The reforms, enacted through the state budget, expand criminal liability for staged accidents to all participants, not just drivers, limit damages for people who were breaking the law at the time of an accident, require plaintiffs claiming pain and suffering to demonstrate actual injury, and cap damages for those found mostly at fault. Acting DFS Superintendent Kaitlyn Asrow made clear the expectation is immediate:
“Today’s guidance makes clear the department’s expectations that insurers include expected savings from Governor Hochul’s reforms in any pending and future rate applications.”
This is meaningful progress. New York’s auto insurance crisis is driven by rampant fraud, runaway litigation, and a legal environment that rewards bad actors. Governor Hochul herself acknowledged that rising premiums are “because of rampant fraud and runaway litigation costs,” and called out the organized nature of the problem. Staged accidents alone add an estimated $300 a year to the average driver’s bill. The New York Post Editorial Board warned that without reform, trial lawyers would keep raking in cash while everyone else paid through the nose.
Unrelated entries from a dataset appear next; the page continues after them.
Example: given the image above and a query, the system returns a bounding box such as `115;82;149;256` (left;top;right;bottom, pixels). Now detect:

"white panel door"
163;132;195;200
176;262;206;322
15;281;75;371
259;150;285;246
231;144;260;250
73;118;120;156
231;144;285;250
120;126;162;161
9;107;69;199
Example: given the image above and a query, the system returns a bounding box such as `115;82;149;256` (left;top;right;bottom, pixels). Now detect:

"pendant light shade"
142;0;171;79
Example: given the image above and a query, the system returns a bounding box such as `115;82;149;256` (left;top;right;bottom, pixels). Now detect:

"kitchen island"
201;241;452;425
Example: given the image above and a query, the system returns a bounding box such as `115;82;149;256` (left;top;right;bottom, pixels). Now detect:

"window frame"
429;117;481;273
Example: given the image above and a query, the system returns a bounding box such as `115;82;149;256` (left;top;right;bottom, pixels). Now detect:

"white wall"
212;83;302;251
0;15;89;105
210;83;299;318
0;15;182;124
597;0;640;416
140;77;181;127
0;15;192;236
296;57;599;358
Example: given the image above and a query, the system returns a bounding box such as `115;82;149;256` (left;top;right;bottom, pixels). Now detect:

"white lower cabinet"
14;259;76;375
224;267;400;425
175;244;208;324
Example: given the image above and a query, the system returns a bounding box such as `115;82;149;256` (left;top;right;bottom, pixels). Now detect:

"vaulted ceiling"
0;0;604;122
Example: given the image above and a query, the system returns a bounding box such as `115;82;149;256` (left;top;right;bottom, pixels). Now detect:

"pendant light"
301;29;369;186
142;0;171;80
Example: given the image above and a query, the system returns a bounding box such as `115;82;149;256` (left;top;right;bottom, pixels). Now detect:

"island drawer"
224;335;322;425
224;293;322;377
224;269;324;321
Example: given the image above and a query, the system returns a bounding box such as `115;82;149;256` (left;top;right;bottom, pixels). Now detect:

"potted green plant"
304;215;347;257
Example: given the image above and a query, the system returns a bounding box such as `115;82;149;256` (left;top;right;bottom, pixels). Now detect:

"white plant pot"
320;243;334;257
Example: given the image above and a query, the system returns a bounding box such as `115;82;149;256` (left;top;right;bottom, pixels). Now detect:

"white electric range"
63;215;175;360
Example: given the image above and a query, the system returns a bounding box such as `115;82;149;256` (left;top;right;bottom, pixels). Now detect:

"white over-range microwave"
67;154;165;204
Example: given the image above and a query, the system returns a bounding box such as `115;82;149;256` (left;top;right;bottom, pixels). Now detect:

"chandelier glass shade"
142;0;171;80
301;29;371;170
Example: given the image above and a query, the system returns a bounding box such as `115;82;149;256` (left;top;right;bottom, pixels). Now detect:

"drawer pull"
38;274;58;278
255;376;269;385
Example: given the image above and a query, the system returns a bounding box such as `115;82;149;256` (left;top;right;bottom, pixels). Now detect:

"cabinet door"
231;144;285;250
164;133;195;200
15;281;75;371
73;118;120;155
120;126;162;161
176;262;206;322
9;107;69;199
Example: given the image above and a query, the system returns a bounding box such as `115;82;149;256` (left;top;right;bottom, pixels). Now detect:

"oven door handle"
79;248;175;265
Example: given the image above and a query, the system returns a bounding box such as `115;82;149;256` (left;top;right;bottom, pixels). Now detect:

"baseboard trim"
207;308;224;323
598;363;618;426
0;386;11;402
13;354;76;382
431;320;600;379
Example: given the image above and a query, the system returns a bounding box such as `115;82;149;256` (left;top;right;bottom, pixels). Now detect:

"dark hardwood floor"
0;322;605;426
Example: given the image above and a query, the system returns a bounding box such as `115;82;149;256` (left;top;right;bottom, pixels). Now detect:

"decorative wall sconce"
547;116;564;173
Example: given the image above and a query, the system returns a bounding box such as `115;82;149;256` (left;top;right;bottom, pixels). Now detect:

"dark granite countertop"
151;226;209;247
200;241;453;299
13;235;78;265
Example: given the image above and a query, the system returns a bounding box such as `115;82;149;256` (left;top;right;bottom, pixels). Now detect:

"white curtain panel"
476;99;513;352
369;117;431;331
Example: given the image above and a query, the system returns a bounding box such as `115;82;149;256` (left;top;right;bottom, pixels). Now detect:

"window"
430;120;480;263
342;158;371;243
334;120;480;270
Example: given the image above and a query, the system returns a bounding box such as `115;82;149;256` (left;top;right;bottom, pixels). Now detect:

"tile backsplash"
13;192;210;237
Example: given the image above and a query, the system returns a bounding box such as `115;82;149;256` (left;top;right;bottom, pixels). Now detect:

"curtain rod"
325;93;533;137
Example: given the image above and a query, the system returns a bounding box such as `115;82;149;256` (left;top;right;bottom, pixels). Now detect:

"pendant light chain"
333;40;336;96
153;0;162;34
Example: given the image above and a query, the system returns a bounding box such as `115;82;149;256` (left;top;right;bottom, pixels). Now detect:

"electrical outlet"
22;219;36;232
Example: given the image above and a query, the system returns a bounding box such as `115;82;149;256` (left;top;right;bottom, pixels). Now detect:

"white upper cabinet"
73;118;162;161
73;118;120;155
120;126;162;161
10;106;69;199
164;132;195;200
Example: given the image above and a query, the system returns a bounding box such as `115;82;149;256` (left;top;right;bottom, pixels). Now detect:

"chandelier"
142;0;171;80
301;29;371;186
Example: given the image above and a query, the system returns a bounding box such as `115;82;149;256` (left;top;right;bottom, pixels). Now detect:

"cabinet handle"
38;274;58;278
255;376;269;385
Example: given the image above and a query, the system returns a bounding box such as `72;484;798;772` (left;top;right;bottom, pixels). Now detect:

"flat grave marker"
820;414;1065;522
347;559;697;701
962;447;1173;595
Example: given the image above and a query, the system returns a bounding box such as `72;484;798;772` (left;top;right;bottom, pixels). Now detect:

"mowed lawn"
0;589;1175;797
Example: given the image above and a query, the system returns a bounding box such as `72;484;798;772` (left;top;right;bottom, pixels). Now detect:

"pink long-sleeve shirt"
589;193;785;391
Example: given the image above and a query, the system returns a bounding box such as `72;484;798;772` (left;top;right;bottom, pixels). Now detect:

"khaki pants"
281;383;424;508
The proof that this approach works is already on the books. Florida enacted sweeping lawsuit abuse reforms beginning in 2019, and the results have been dramatic: 42 auto insurers have filed rate decreases, USAA returned more than $1 billion to members, State Farm cut rates by more than 10%, and Governor DeSantis secured nearly $1 billion in premium credits for Progressive policyholders alone.
New York’s reforms are a real step in the right direction. But the guidance issued this week is only as strong as its enforcement. Insurers must follow through, and New York lawmakers must resist pressure to roll back or weaken what has been put in place. The path to affordability runs through a fairer legal system, and New York drivers are finally beginning to see that principle put into action.